On July 10, grieving mothers in collaboration with radical feminist organization L'Amazone put up a monumental collage of baby names and their ages of death on a building wall to commemorate their loss. This project was part of a documentary on the Shaken baby syndrome.
In the words of Anne, the documentary creator, the collage installation represented a "beautiful moment of sisterhood and a wonderful encounter of the moms in my film."
However, the commemorating collage only lasted a few days. On July 13, Julia, the documentary's camerawoman discovered it being "ripped" by trans activists.
According to Anne, Julia noticed "a woman and a man who were beginning to tear down the collage." After Julia asked them what they were doing, the duo claimed their reason for ripping the baby names was the project had been put up by "transphobic feminists."
In the words of Anne, "because the collage was realized in collaboration with L'Amazone, a collective that [the trans activists] don't like because they don't agree with their ideology, despite the fact that the action was done by grieving mothers who wanted to commemorate their babies, dead after having suffered horribly, they have ransacked it."
"It gives you an idea who these people are," Anne added.
Radical feminist collective L'Amazone are undeterred. "We have decided to restore the message. Amazones will keep fighting against patriarchy, notwithstanding hateful people and their despise towards victims," they tweeted.
The violence of Shaken baby syndrome
Shaken baby syndrome, or abusive head trauma is considered the leading cause of fatal head injuries in children younger than 2 years. The syndrome may arise after blunt trauma, vigorous shaking, or a combination of both. This is often the result of a caregiver becoming frustrated with the child.

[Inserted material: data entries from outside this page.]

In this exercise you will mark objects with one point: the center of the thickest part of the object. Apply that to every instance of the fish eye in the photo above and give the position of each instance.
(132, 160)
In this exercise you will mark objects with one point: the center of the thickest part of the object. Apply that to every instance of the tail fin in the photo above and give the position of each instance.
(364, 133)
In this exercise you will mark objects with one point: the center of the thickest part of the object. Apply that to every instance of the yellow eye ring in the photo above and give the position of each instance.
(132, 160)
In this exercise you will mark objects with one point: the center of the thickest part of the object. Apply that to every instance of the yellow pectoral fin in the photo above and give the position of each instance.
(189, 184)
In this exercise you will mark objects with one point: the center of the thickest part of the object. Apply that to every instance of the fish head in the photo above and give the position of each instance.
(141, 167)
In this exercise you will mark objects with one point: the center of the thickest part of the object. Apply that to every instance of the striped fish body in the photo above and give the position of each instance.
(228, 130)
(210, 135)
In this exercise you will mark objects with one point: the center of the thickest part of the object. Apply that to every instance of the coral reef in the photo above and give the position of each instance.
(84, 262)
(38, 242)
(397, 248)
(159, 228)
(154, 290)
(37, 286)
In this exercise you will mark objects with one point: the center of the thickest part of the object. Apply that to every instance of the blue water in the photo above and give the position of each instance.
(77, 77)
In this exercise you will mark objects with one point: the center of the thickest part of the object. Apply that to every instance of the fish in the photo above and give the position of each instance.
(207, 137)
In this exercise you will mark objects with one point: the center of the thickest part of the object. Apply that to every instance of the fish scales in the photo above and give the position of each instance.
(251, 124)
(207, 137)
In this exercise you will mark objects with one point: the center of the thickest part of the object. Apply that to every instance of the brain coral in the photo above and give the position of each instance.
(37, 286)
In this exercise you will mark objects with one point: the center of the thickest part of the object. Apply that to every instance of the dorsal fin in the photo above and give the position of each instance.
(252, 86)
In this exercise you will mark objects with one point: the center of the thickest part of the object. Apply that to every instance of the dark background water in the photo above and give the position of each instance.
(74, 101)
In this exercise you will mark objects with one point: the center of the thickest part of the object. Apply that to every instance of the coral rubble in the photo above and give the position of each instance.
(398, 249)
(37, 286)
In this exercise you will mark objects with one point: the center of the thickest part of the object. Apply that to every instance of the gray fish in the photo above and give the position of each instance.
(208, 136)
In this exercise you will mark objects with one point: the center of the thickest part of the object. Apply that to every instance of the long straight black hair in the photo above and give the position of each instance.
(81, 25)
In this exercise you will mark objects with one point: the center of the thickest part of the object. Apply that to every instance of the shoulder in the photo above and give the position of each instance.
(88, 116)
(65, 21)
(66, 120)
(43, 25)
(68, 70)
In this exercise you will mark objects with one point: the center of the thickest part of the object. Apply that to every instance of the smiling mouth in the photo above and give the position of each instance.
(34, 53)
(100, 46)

On their Twitter account, L'Amazone informs that "more than 500 babies are shaken each year and at least 60 die as the consequence of this violence."
"70% babies dead because of the Shaken baby syndrome were killed by there father and 25% by a professional caretaker," they add.
Furthermore, L'Amazone objects to the notion that "this violence" is considered accidental by the judiciary who often pursue the offenders for non-intentional killing instead of infanticide.